To help CIOs develop the adaptive IT structure, Barnett recommends adhering to five design principles:

  1. Adaptivity rather than scalability. Adaptability is based on the ability to move assets and resources to points of need. By contrast, scalability means making something existing bigger. The mindset should not be rigid but flexible with the ability to move around and reconfigure things easily. 
  2. Networked activities over individual jobs. This refers to a whole ecosystem delivering value rather than focusing on individual skills. It focuses on a network of people working together to deliver value to the customer. “It doesn’t matter if someone did a good coding job if the other people [on a team] didn’t deliver,” Barnett said. The value is when the whole network delivers a product or service.
  3. Autonomous over directed control. This approach advocates for giving teams autonomy in how they work rather than someone in the network coordinating or controlling the work, he said. “Autonomy is when you empower people closer to the work to actually execute it … and taking away the constraints of speed,” he said.
  4. Multiskilling over single-skilling.
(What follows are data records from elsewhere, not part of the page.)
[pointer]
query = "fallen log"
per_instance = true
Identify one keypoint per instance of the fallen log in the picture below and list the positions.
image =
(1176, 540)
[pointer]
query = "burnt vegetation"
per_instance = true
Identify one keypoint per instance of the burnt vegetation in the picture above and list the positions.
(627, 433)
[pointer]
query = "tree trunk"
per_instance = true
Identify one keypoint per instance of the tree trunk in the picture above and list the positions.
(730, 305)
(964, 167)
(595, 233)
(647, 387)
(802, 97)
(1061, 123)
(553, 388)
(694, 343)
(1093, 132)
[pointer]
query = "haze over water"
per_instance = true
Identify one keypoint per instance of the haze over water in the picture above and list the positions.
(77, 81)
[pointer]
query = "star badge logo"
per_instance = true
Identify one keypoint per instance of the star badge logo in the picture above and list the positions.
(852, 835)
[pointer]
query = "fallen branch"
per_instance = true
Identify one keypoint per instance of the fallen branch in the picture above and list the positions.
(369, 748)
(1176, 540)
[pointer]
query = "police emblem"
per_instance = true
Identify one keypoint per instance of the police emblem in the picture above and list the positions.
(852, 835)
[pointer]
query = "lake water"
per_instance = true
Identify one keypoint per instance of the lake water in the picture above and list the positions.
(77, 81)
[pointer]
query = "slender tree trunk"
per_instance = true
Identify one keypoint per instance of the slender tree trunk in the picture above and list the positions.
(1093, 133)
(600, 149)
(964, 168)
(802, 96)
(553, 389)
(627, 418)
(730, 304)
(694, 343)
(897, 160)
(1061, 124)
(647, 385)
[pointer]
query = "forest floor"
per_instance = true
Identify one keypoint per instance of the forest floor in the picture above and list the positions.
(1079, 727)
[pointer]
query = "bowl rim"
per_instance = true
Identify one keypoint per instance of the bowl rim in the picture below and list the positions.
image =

Today, when someone is recruited for a job the company is looking for certain skills that can be developed. This is a very individual focus. Barnett believes in the future, it will be more important to focus on a team having a set of skills so if an individual leaves, the team can still perform. “So you want fungible teams rather than being dependent on individuals,” he said. In a multiskilled environment, the team is working together, and multiple people have the same skills, he said.
  5. Evolution over target state. Historically, goals are set for where a project should be at a certain time and a team works to meet that goal. That is a target state. The evolution approach focuses on having an aspirational target that evolves for dynamic flexibility, Barnett said. “You don’t want to be rigid and say, ‘We’re going for this’ and then assume it will happen.” Customer demands and competitors “are moving at the speed of light so an assumption today may no longer be valid in three months so you have to evolve to that environment.” This requires constant flexibility, whereas a target state ignores what’s happening in the environment.

Become customer-driven

IT has a choice to make—does it use an outsourced model, shared services, be aligned to business streams or does it stay focused around traditional IT, Barnett said. “We see a combination of all of those.”

The CIO needs to choose the model in the context of how its organization operates—not based on “what a consultant or white paper says you should do.”

Most importantly, remember that at the heart of an IT operating model is the customer the organization is serving. “So you must know your customer,” he said. “Many IT operating models don’t understand the people they’re serving and treat all internal employees as one-size-fits-all.”

SEE: How data sharing ecosystems are giving organizations a competitive edge (TechRepublic)

When the customer is considered, the CIO can make sure IT is delivering the right things that meet the needs of both internal and external customers to deliver value, he said.

“That’s your operating model strategy: What is the market you’re going to play in and how you’re going to win,” Barnett said. If the CIO knows that, they can then ask what capabilities they need to be able to deliver services. The focus should be on competitive advantage capabilities that generate the most value.

Then the CIO can think about structure and what they have to do to execute and deliver value to the customer. Part of the operating model involves deciding what should be automated and outsourced to a provider.

“The operating model is focusing on the core work you need to do, and you’ll design around it and create cross-functional teams that will execute the work,” Barnett said. “Now you have consistency of operations.”